Long term management for physical and psychological recovery may employ several alternative therapies.
Warm baths, including underwater exercise and whirlpool baths, are a major aspect of treatment and rehabilitation .
A high protein diet may be devised to increase the nutrients necessary for rebuilding tissues damaged by frostbite.
The gentle range of motion exercises of this ancient discipline can easily be integrated into a program of physical therapy following frostbite.
If you must spend time outside during very cold weather, follow these precautions to avoid frostbite.
Listen to weather forecasts and be guided not only by the temperature, but also by wind-chill and humidity factors, which can increase the danger of frostbite significantly.
Wear protective clothing, including thermal underwear, a loose shirt, loose trousers, wind and moisture repellent outer garments, wool socks, fleece lined boots, wool gloves under water repellent gloves, close fitting ear coverings, and a face mask. A hat is very important-30 percent of body heat escapes through an uncovered head.
Limit your exposure time.
Maintain general circulation by moving about, but avoid overexertion.

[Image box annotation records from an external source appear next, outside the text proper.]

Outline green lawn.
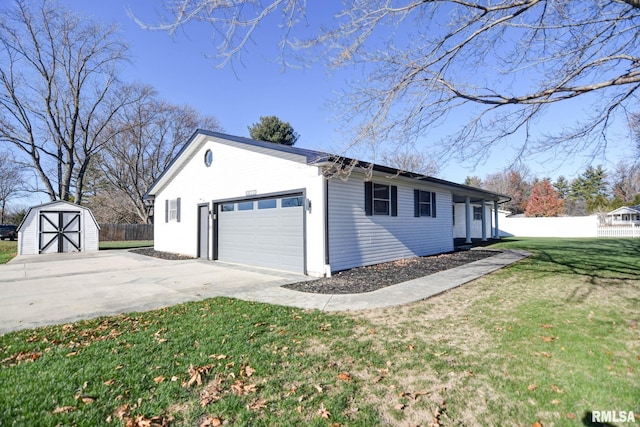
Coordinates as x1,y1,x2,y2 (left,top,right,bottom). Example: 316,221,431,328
0,239,640,426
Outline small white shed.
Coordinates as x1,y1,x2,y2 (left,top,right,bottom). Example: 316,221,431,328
18,200,100,255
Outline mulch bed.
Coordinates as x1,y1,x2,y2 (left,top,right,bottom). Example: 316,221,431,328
283,250,500,294
131,248,500,294
129,248,194,261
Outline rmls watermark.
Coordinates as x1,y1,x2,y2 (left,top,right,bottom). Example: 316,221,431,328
591,411,636,423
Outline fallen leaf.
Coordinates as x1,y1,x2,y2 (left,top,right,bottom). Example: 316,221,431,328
51,406,78,414
247,399,267,411
209,354,227,360
185,365,213,387
411,391,429,400
200,376,224,407
200,417,222,427
113,404,129,420
338,372,351,381
318,404,331,420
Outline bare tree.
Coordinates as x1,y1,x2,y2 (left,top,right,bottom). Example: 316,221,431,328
0,152,24,223
0,0,128,203
92,85,220,223
380,149,438,176
134,0,640,164
482,166,532,214
611,161,640,205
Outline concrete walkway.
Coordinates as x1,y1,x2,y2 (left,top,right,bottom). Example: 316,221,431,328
0,250,529,334
234,250,530,311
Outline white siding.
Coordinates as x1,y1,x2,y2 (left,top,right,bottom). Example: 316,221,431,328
154,137,324,275
329,174,453,271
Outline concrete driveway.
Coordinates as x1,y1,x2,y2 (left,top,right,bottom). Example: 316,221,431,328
0,250,306,334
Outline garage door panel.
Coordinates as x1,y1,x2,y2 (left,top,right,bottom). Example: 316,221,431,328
217,197,304,273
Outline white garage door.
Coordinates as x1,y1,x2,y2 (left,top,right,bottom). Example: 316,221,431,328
217,195,305,273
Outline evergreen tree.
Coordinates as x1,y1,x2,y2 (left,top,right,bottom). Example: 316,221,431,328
249,116,300,145
524,178,564,217
571,165,609,214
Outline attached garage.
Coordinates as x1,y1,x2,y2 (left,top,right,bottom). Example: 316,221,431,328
18,201,100,255
213,192,305,273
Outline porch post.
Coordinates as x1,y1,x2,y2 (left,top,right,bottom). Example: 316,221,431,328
493,200,500,239
480,199,491,242
464,196,473,243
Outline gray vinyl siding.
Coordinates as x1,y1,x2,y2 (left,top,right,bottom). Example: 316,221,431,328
329,176,453,271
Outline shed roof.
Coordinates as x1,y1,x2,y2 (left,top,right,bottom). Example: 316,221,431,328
16,200,100,231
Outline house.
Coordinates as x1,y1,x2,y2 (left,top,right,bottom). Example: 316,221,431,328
606,205,640,225
18,200,100,255
146,130,509,276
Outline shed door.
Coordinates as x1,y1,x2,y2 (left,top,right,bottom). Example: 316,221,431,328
38,211,81,254
216,195,305,273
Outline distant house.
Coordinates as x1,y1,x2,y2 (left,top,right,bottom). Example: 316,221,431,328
606,205,640,225
146,130,509,276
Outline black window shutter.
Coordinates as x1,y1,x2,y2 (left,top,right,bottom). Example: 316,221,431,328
364,181,373,216
431,191,436,218
391,185,398,216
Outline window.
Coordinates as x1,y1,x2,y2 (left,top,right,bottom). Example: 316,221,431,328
281,197,304,208
473,206,482,221
418,191,431,216
204,150,213,167
238,202,253,211
413,190,436,218
373,184,391,215
164,197,180,222
364,182,398,216
258,199,277,209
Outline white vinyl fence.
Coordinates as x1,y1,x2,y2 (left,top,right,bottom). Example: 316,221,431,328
498,215,640,238
598,224,640,238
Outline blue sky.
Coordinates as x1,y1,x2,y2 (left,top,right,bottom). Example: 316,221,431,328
61,0,633,186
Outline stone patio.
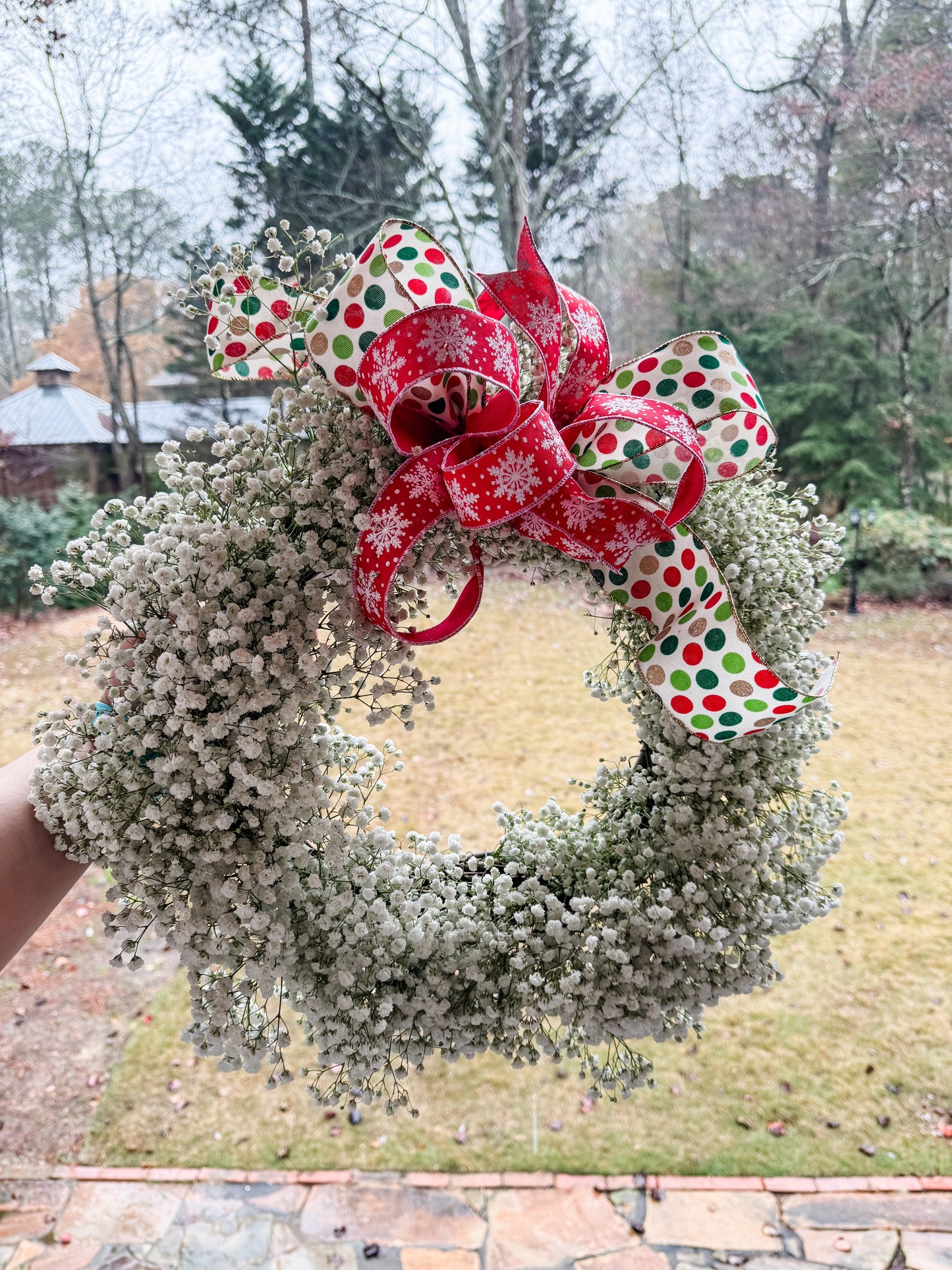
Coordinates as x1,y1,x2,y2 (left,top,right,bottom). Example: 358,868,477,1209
0,1166,952,1270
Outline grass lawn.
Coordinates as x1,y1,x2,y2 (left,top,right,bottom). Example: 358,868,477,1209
0,582,952,1174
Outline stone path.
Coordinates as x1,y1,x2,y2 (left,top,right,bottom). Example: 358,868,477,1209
0,1166,952,1270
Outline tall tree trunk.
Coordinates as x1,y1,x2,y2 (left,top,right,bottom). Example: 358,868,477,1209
899,325,915,511
301,0,314,105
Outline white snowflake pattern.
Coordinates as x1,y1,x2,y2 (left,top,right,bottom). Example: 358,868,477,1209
447,480,480,521
573,304,605,344
489,326,518,380
526,300,563,344
563,498,605,530
489,449,542,507
404,463,443,503
420,307,476,366
367,505,410,555
371,341,406,393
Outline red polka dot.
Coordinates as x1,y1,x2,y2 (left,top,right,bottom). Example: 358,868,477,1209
344,304,363,329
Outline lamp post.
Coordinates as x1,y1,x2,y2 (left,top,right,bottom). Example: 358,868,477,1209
847,507,876,615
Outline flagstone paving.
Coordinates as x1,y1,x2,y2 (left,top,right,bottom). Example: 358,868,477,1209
0,1167,952,1270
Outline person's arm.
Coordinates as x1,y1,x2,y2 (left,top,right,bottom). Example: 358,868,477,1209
0,749,88,969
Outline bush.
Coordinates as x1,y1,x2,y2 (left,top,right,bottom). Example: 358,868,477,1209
0,481,109,618
838,511,952,600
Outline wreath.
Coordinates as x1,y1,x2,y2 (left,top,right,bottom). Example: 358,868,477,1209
32,221,845,1110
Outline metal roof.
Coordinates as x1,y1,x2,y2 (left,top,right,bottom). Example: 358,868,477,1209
0,381,112,446
26,353,78,374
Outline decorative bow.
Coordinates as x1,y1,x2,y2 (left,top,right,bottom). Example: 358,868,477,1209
210,213,833,740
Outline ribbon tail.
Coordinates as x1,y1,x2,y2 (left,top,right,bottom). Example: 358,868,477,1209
594,525,835,740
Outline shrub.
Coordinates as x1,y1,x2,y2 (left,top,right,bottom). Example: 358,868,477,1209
839,511,952,600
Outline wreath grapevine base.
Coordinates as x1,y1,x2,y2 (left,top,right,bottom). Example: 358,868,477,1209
32,221,845,1110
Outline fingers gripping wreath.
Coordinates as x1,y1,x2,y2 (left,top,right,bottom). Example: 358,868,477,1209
33,222,844,1106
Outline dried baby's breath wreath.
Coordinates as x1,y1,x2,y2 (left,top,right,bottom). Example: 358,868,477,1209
33,361,845,1110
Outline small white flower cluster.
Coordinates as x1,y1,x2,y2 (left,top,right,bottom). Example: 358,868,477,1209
32,299,845,1110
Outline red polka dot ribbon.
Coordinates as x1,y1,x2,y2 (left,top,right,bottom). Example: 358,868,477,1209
210,221,833,740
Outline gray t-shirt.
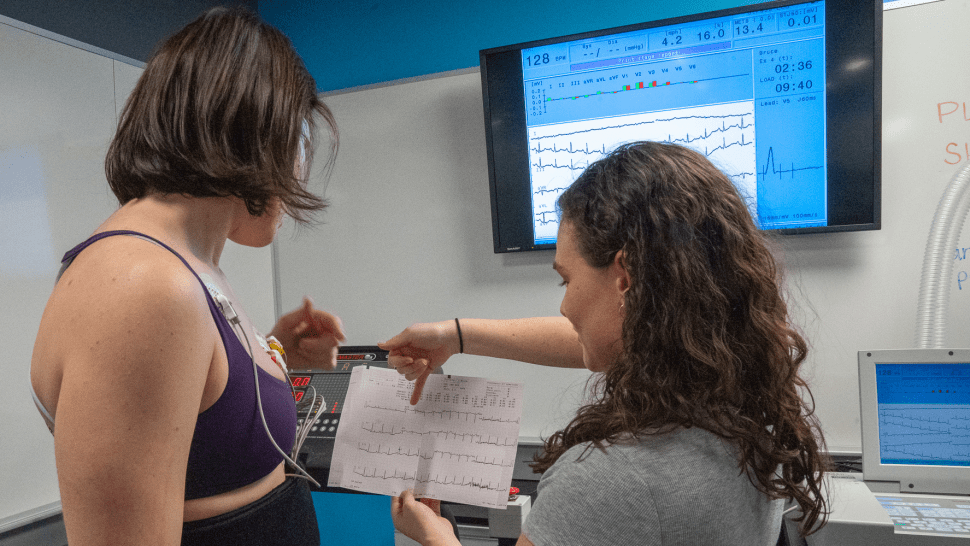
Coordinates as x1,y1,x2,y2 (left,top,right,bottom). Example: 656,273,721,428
523,428,783,546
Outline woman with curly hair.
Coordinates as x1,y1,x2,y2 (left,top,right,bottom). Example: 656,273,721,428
384,142,826,546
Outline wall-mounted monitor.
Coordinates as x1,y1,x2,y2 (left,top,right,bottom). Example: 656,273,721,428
480,0,883,252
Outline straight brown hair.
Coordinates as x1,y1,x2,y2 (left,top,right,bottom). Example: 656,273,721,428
105,7,337,223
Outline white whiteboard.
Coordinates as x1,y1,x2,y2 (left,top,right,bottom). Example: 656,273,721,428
277,0,970,452
0,18,275,531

Try to stay out of the wind.
Provide occasional additional warmth for your fingers by crossing your arms and placing your hands in your armpits .
Know the early symptoms of frostbite. If you experience any of them, seek shelter promptly and, if possible, change into dry, warm clothes.

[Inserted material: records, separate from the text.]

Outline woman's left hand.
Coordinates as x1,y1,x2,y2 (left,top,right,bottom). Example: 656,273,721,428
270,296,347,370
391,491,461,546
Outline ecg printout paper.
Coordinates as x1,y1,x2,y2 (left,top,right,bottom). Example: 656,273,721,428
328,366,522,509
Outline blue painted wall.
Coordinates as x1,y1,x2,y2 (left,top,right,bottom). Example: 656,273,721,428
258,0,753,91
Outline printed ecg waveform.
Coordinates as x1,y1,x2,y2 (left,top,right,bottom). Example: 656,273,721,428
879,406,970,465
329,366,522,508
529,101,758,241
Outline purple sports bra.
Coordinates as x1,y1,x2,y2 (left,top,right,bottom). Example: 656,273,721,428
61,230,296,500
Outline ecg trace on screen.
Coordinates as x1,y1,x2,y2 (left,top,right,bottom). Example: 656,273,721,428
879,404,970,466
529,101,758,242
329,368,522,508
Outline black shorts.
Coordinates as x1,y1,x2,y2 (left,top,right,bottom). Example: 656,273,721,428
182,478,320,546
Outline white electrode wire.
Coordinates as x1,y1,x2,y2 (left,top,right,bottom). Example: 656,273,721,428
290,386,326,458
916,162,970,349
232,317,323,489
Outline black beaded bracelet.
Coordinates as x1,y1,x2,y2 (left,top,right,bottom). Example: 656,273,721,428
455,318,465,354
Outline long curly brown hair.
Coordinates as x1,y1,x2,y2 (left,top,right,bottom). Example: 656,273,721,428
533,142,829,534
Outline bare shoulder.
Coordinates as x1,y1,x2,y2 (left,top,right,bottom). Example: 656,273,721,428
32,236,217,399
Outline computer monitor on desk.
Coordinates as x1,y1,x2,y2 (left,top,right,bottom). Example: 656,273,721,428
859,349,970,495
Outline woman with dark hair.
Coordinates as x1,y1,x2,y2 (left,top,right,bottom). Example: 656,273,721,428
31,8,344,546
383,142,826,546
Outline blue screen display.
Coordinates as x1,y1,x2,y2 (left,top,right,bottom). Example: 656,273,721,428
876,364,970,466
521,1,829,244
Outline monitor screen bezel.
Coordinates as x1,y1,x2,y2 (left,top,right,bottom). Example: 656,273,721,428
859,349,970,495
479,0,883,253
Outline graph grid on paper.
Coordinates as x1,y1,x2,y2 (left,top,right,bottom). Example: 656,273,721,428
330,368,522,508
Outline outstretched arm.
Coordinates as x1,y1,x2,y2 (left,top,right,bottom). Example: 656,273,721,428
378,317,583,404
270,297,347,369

Do not rub any part of your body with snow this only hastens freezing. Also, do not drink an alcoholic beverage before going out in the cold or while exposed to the cold.
Other Causes of Cold Injuries
Conditions that increase vulnerability to cold injuries include anemia, alcoholism, atherosclerosis, coronary artery disease, heart failure, and such circulatory disorders as Raynaud’s disease.